Back to the menu! Statistics>Regression>Linear.... You should be getting the hang of this by now, so I'll conserve on verbiage: regress length on gestage and tox (an indicator for the mother having toxemia (1) or not (0)).

Experiment with the Results, Plot, and Predict tabs. Notice you can save the residuals (the e-i's) and the fitted values (the y-hat-i's) from from the Results tab. You can specify the name of a new or an existing data sheet to save these into. Sometimes it's convenient to save the results into the same data sheet along with with the other (response and explanatory) variables. The Predict tab allows you to save predictions, confidence intervals (upper bounds and lower bounds), and the standard error of the fitted values (estimated mean values). If you do not specify new data (values of the explanatory variables at which to predict), S-Plus just predicts using the explanatory variable values in the existing data set. So, in this case, the predictions are the same as the fitted values that you can get from the Results tab. You can use the fitted values and confidence interval results to creat plots (like in the previous lab). You have to be a bit creative to get "prediction" intervals, but it's not too hard. (Left to you.)

If you haven't already pressed OK at this point, do it now!

If you asked for a Residuals vs. Fit plot, you'll see that including tox took care of some outliers; although there still seems to be at least one bad point. Compare your S-Plus results with those in Table 19.2 and read the discussion for this regression. Next, we fit an interaction term.

Since both gestage and tox seem to be significant (at the 5% level; what about multiple tests?!), we keep both. The tox indicator variable just shifts the line up and down; that is, it allows for different intercepts depending on whether the mother had toxemia or not (see Figure 19.6, page 464, POB). The line may also have a different slope, depending on toxemia. We'll include the interaction of gestage:tox to check this.

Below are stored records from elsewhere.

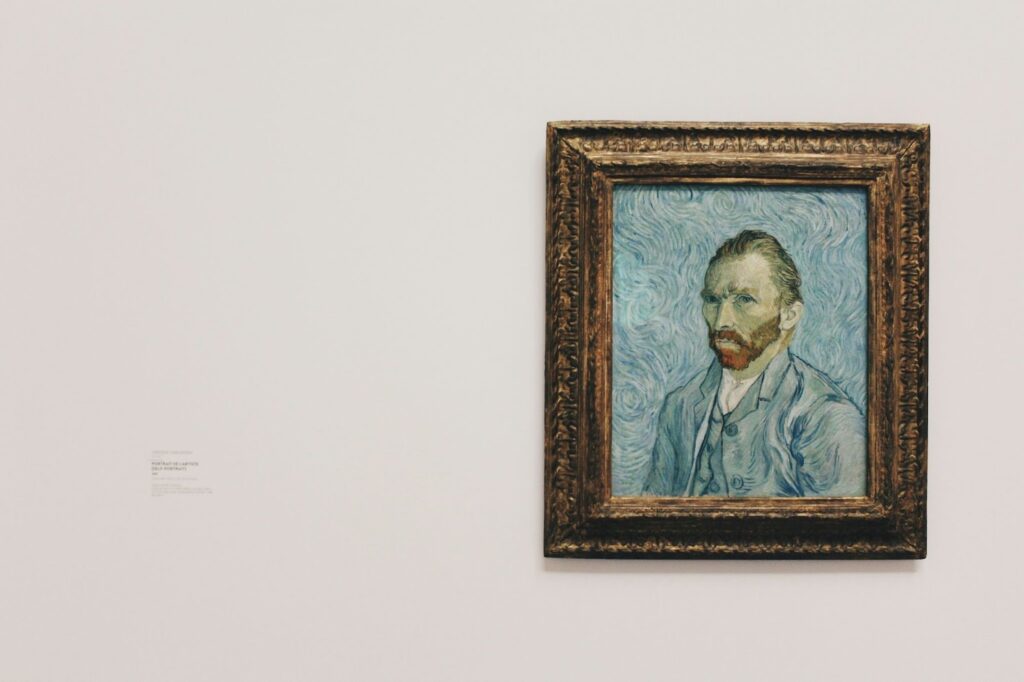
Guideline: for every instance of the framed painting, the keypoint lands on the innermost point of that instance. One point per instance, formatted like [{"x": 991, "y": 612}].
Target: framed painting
[{"x": 736, "y": 340}]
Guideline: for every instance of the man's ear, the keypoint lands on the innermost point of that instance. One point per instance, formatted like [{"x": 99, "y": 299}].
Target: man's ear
[{"x": 790, "y": 315}]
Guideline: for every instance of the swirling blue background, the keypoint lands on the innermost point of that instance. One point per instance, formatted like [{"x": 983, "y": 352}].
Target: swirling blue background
[{"x": 664, "y": 238}]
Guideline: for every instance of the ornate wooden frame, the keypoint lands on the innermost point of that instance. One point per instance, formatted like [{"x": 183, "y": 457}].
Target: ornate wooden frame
[{"x": 585, "y": 160}]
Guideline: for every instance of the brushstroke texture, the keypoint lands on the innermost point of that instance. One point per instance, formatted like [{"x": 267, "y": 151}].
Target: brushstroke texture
[{"x": 664, "y": 238}]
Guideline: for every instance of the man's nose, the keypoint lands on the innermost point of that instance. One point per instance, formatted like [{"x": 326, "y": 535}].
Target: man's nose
[{"x": 726, "y": 317}]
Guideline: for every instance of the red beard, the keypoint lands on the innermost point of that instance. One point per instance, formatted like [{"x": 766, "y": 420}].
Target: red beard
[{"x": 749, "y": 349}]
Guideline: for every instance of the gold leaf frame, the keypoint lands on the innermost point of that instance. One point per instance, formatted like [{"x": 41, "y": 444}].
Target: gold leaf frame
[{"x": 585, "y": 161}]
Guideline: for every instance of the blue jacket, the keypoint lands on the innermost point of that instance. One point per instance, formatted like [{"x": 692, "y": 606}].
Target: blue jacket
[{"x": 794, "y": 434}]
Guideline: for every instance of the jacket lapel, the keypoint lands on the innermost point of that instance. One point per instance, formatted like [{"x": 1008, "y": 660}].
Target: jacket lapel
[{"x": 709, "y": 389}]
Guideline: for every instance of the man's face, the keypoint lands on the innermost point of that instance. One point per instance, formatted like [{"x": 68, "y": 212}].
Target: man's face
[{"x": 741, "y": 308}]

The discussion in POB explains this fairly well.

Now, regress length on gestage, tox and gestage:tox; you specify an interaction in S-Plus using the colon, ":", symbol. Rather than trying to figure out how to get this with the menus, just type your model into the Formula: field on the Model tab of the Linear Regression dialog box. Again, experiment with the other tabs. (You can press OK at will.) Compare your output to Table 19.3, Figure 19.7, and the accompanying discussion in POB. Still, we seem to have that pesky outlier! You can try doing a regression without it; this may change things a bit, may not. (I didn't check.)

You might think the the residuals indicate some non-constant variance, but this may just be due to the fact that we do not have too many premature infants that are "too premature" (and too short). Similarly, we do not have too many long babies either. So, I don't think the residuals really indicate a departure from the constant variance assumption.

If we thought the residuals did show some non-constant variance, we might transform our response variable in some way. Also, if the residuals indicate some trend, be may need to transform our explanatory variables. In your Data Project, you are asked to perform a transformation on the response variable. This is easy to do in S-Plus. You merely type the function of the response variable into the Formula: field on the Model tab of the Linear Regression dialog box. You could also create a new column in your data sheet using the Data>Transform... menu; it's fairly self-explanatory. You would then use the transformed variable as you would any other (response or explanatory) variable.

We'll continue to discuss multiple regression and S-Plus in the next lecture.